Forget Street View, there is a far more subtle - and pervasive - invasion of your private life being carried out - this time through your mobile phone

Quote from article

"People are being told that they are signing up for marketing, when they are being opted into a massive surveillance strategy"

http://www.guardian.co.uk/technology/2009/apr/02/google-privacy-mobile-phone-industry


The toys have been provided and perhaps before you know it the 'playpen' will have been built.

The Spoon:
Similar article (two years later) from ZDNet about smart phones storing (and transmitting) your geographical location

__http://www.zdnet.com/blog/networking/big-apple-big-google-big-brother/989?tag=nl.e539


--- Quote ---In some ways, all the uproar about Apple saving location data on its iOS device users is old news. Guess what? Big Brother, or Big Google, also collects geo-location information from its mobile, Android-powered devices. It’s like anything else in computing: geo-location can provide great services and resources, but it can also be abused.

Take, for example, a woman who was recently robbed in Texas. Using her stolen iPhone, police officers were able to quickly find not only her stolen phone, but her wedding ring as well. Yea!

On the other hand, say another woman is in an abusive relationship and goes to a friend’s house or to a “safe-house” shelter. Her husband tracks her down using her smartphone and literally drags her back “home.”

--- End quote ---


--- Quote ---How about wanting the local cops to know where you’ve been for the last two weeks? Police already have the technology to grab GPS location data from smartphones including latitude, longitude, altitude and time data. They don’t need sophisticated forensics equipment. In Michigan, cops can do it in a roadside traffic stop in a few minutes.
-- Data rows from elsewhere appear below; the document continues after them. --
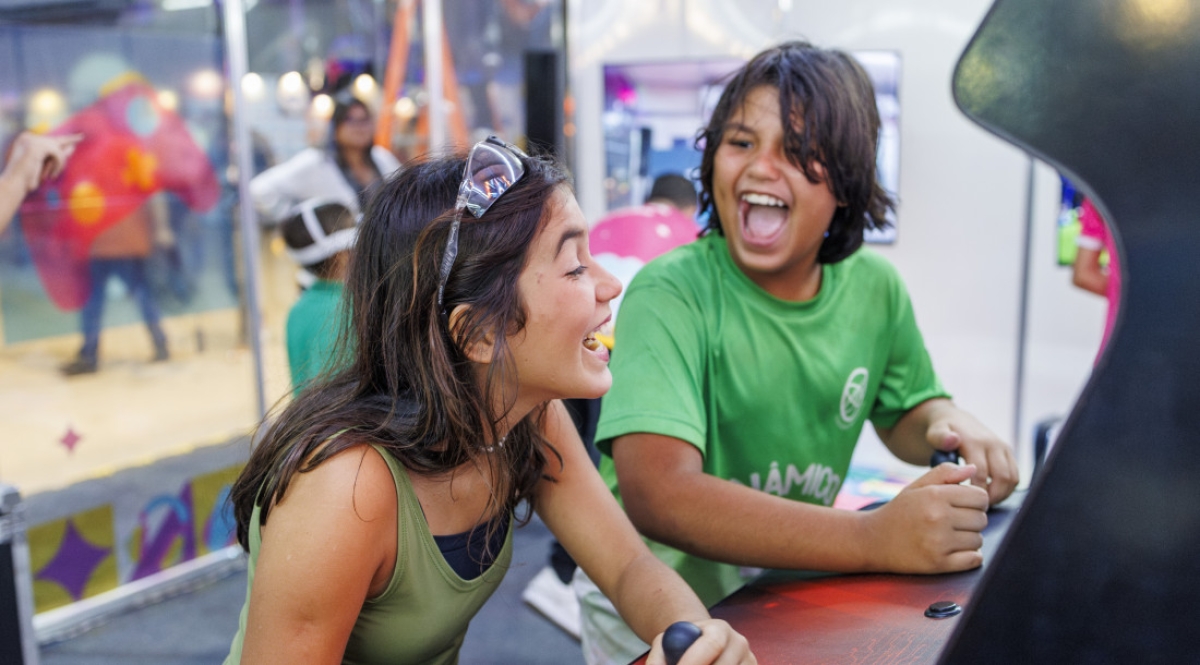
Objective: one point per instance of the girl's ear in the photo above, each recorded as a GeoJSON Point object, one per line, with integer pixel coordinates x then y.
{"type": "Point", "coordinates": [478, 351]}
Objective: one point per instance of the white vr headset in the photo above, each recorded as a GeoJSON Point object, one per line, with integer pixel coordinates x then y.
{"type": "Point", "coordinates": [323, 245]}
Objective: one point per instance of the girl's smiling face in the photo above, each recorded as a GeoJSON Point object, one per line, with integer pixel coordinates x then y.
{"type": "Point", "coordinates": [565, 295]}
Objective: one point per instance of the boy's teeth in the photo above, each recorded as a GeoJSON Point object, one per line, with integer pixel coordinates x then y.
{"type": "Point", "coordinates": [762, 199]}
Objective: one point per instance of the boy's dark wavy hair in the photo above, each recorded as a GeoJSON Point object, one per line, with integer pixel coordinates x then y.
{"type": "Point", "coordinates": [835, 124]}
{"type": "Point", "coordinates": [406, 383]}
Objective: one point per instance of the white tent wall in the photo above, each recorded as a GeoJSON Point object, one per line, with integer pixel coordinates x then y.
{"type": "Point", "coordinates": [964, 193]}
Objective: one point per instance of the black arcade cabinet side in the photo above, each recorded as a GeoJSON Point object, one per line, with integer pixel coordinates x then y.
{"type": "Point", "coordinates": [1103, 562]}
{"type": "Point", "coordinates": [18, 645]}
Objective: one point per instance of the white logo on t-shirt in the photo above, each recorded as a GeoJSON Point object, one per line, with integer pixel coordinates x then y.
{"type": "Point", "coordinates": [817, 481]}
{"type": "Point", "coordinates": [852, 396]}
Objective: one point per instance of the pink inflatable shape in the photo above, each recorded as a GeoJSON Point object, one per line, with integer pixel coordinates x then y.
{"type": "Point", "coordinates": [643, 232]}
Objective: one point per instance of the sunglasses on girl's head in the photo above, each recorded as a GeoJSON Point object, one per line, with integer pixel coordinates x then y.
{"type": "Point", "coordinates": [492, 167]}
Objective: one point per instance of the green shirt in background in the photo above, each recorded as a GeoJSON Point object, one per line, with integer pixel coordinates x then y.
{"type": "Point", "coordinates": [313, 323]}
{"type": "Point", "coordinates": [774, 394]}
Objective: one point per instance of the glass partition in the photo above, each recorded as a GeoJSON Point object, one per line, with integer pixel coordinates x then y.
{"type": "Point", "coordinates": [129, 384]}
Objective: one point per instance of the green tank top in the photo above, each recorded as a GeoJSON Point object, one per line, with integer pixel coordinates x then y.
{"type": "Point", "coordinates": [421, 616]}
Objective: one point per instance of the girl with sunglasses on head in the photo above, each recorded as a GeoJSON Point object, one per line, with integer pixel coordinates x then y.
{"type": "Point", "coordinates": [378, 507]}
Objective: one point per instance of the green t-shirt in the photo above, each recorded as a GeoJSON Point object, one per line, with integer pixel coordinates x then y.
{"type": "Point", "coordinates": [313, 323]}
{"type": "Point", "coordinates": [423, 615]}
{"type": "Point", "coordinates": [774, 394]}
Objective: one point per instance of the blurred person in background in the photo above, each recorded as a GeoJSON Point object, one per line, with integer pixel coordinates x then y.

The cops or the jealous ex don’t even need to get their hands on your smartphone or tablet. Both Apple and Google regularly pull down your location data. Apple, it seems, does it twice a day, while Google updates your location several times an hour.

--- End quote ---


Article also references a commercially available device which law enforcement agencies are using to extract data from phones:


--- Quote ---The extractors are called UFEDs—Universal Forensic Extraction Devices—which are made and sold to law enforcement by Cellebrite. The data stealer can swipe everything in under two minutes, including text messages, photos, videos, passwords and even GPS data, from over 3,000 different mobile devices. It can even take encrypted data, and no password can hold it back.

--- End quote ---

__http://www.businessinsider.com/data-pirates-aka-cops-can-hack-your-cell-phone-2011-4

Nienna:
There's an article on SOTT regarding this.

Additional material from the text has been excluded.